Ayxun or Aissó was a nobleman who led a revolt in Barcelona, Ausona, and Girona in 826 to 827. His identity is uncertain.

Aissó is thought to have been either a Goth and former lieutenant of the deposed Count Berà, or an Arab (Ayxun ibn Sulayman ibn Yaqdhan al-Arabí), the son of Sulayman al-Arabi who had been imprisoned in Aachen after being captured by Frankish forces at Girona.

After Bernat of Septimania was anointed Count of Barcelona, Aisso joined the revolt against the new count. Only the castle of Roda de Ter, in the county of Ausona, resisted and was destroyed by revolters. Many Goth nobles joined Aissó and Guillemó (or Guillemundus) son of Berà and Count of Rasez and Conflent.

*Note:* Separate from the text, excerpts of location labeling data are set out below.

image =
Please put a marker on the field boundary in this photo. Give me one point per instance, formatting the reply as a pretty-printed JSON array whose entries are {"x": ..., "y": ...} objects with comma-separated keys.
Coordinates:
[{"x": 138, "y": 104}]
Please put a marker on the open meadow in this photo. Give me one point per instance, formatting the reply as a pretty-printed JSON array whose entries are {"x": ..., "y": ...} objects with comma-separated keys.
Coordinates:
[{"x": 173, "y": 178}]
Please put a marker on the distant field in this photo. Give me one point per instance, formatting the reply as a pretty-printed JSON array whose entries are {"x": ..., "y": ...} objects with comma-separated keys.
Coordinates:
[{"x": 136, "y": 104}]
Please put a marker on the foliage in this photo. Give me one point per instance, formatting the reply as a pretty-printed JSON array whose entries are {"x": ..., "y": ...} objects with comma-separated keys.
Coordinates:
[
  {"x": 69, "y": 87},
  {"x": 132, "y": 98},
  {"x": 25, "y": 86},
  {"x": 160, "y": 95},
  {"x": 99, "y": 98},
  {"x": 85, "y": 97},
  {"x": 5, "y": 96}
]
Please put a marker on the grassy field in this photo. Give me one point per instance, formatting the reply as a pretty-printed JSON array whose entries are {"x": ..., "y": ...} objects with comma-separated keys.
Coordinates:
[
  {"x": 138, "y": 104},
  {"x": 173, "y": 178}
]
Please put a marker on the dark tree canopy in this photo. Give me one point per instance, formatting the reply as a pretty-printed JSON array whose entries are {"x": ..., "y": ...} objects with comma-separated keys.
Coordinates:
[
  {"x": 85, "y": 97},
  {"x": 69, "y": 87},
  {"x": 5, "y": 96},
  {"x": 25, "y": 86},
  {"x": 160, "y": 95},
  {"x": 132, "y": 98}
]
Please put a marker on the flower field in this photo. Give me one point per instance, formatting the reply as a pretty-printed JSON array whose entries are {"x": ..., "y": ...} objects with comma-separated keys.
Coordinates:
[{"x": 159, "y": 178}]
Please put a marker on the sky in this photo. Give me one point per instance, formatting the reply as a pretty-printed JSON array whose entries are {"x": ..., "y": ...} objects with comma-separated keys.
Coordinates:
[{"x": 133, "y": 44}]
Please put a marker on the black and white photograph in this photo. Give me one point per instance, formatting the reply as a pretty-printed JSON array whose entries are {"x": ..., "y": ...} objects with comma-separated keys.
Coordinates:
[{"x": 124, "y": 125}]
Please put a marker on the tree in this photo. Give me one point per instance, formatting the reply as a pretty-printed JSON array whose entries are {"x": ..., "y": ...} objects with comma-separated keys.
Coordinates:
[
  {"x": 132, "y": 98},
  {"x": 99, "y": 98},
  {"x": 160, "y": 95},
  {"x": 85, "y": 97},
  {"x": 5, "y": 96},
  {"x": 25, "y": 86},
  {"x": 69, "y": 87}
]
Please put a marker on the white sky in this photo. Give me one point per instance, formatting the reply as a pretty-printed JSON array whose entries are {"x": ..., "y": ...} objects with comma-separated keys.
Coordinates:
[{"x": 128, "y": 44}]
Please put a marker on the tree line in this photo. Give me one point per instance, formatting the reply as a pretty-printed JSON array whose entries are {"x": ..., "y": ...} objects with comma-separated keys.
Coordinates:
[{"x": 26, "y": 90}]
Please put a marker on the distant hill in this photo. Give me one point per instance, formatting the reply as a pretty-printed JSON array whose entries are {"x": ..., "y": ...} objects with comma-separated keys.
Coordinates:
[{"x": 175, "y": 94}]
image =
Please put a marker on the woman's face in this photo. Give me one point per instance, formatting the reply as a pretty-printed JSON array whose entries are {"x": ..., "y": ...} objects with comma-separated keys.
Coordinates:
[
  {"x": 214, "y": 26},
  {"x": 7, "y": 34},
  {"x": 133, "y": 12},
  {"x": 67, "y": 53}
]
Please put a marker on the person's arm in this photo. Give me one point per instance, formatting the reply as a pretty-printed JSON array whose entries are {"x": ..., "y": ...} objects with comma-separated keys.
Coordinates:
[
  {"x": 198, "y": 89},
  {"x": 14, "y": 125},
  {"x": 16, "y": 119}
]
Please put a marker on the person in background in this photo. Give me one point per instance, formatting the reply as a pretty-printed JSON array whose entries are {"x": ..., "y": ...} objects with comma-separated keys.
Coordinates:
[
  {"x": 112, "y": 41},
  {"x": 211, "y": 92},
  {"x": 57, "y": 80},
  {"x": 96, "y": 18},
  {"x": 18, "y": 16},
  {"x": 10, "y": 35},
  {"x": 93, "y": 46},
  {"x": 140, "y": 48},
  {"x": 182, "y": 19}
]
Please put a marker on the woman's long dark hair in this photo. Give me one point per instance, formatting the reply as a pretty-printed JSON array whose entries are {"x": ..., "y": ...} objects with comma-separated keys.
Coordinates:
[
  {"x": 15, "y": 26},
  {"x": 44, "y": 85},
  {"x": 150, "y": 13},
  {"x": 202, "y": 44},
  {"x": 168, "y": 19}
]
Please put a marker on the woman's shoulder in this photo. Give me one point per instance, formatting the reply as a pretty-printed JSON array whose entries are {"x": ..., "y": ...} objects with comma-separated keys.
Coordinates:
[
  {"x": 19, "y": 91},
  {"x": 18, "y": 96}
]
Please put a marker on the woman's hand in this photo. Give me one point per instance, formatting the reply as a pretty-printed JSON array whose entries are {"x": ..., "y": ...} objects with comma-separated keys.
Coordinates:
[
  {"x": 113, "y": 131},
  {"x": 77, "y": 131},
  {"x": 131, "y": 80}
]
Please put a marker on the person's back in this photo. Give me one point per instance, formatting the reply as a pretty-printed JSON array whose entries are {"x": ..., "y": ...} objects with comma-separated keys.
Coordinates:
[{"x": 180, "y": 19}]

Aissó raided the County of Cerdanya and the region of Vallés from his base in the centre of Catalonia. The young Count Bernat requested and received some help from the Emperor, as well as from some local Goth noblemen or "Hispani" (826).

Faced with this opposition, Aissó appealed to the sole power that could be compared to the Franks, the Emir of Córdoba. He sent a deputation, led by his brother, to request help from Abd ar-Rahman II. He sent his General, Ubayd Allah (also known as Abu Marwan), who arrived in Zaragoza in May 827. From there, his forces entered the territory of the County of Barcelona, reaching the City of Barcelona later that summer. The city was besieged without success; however, the surroundings were ransacked. The army then moved to Girona, which was attacked on October 10, 827.

When Louis I the Pious heard of the Muslim raid, he ordered to his son Pepin I of Aquitaine, and Counts Hugo of Tours and Matfred of Orleans to recruit an army. However, recruitment was slow and, by the time it was formed, Abu Merwan was already returning south. The rebels fled with them in 826. Aissó probably sought refuge in Córdoba, where he was later murdered on the orders of the Emir, who was suspicious of a conspiracy. Guillemó also lived the rest of his life in exile in Córdoba.